Datos anteriores muestran la magnitud del fenómeno. Durante el Mundial de Qatar 2022, el número de apostadores de fútbol aumentó un 106% respecto al mes previo al torneo, mientras que el volumen de apuestas creció un 57%, según análisis de usuarios. La preocupación se agrava entre los menores, ya que una encuesta reveló que el 16% de personas entre 16 y 29 años realizan apuestas online, casi duplicando el promedio general de la población.

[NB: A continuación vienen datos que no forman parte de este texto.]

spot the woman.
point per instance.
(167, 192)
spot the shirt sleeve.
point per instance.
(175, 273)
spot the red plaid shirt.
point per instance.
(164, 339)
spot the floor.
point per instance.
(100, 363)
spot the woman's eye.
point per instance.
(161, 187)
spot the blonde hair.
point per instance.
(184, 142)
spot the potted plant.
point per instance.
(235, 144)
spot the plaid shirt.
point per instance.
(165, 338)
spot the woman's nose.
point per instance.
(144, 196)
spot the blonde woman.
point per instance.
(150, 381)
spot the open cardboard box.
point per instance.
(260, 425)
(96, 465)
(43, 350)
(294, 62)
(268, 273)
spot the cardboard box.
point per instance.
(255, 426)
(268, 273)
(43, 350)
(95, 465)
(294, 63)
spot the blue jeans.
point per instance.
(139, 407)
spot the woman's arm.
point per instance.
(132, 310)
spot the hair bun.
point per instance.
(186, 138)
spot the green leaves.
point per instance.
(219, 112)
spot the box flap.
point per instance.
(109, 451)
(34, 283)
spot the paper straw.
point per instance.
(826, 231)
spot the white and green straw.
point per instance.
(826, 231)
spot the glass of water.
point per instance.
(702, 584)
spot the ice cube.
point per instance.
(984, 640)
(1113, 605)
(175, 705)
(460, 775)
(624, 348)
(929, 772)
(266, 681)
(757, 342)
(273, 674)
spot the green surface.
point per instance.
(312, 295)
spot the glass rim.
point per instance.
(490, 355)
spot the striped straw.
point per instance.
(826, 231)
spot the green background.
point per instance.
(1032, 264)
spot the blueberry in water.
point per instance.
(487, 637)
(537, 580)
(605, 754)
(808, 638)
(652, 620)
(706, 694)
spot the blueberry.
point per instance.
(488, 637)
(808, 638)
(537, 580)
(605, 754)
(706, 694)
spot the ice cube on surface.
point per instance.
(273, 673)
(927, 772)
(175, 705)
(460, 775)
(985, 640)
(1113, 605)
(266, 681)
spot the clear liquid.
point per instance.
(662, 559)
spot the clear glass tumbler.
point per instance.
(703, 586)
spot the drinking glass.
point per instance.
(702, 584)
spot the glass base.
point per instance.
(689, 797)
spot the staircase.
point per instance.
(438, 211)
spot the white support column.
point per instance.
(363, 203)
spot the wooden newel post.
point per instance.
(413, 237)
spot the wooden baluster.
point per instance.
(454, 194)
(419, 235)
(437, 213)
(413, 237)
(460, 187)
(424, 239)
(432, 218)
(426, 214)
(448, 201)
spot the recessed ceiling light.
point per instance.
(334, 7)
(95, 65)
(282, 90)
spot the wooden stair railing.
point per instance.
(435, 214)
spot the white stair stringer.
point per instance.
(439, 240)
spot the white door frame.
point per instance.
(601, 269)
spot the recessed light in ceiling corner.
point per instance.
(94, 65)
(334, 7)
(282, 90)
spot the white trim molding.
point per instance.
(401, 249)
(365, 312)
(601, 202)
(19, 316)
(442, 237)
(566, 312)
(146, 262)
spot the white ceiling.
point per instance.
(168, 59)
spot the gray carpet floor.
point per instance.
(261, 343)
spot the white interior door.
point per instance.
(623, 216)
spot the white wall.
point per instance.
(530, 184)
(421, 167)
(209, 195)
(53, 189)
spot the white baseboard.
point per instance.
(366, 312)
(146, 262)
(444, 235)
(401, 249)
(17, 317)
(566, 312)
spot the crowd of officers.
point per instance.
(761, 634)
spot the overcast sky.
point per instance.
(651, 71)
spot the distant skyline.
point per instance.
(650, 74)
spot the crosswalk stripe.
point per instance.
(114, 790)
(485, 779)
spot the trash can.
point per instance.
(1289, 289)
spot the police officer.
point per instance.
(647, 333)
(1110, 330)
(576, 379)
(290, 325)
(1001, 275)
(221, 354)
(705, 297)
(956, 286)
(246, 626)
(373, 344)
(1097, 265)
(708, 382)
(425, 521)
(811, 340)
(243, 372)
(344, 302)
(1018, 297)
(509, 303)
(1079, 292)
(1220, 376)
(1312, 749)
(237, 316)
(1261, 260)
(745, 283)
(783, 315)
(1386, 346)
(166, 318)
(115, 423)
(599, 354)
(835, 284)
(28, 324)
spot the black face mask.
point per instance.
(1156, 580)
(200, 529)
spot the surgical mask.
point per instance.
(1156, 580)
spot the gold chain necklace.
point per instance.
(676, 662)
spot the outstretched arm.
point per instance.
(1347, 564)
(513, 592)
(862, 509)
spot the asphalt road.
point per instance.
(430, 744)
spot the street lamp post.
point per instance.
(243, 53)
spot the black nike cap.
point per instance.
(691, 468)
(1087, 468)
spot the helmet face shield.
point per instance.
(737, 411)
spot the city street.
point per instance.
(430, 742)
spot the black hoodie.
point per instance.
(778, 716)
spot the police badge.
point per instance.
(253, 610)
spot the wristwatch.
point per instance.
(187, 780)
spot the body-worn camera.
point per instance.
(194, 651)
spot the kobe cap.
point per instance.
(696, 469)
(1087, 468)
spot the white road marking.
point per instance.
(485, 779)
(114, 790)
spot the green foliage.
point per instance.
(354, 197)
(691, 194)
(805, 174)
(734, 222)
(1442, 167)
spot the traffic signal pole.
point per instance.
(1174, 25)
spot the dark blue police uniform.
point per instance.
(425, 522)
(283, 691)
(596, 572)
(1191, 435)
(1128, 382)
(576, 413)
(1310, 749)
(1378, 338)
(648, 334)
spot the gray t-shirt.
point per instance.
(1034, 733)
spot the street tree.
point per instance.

La psicóloga Clara Raznoszczyk Schejtman explicó que el acceso temprano a dispositivos electrónicos y la reproducción de comportamientos observados en el hogar generan condiciones que favorecen estas prácticas. «Los chicos empiezan a robarle la tarjeta a los padres para apuestas ilegales desde temprana edad porque una vez vieron cómo el padre usó la tarjeta», dijo.

La especialista subrayó la importancia de supervisar el uso de pantallas y evitar la naturalización de conductas que pueden derivar en adicciones. La combinación de la Copa del Mundo y el acceso a plataformas digitales exige mayor atención para prevenir riesgos en la juventud.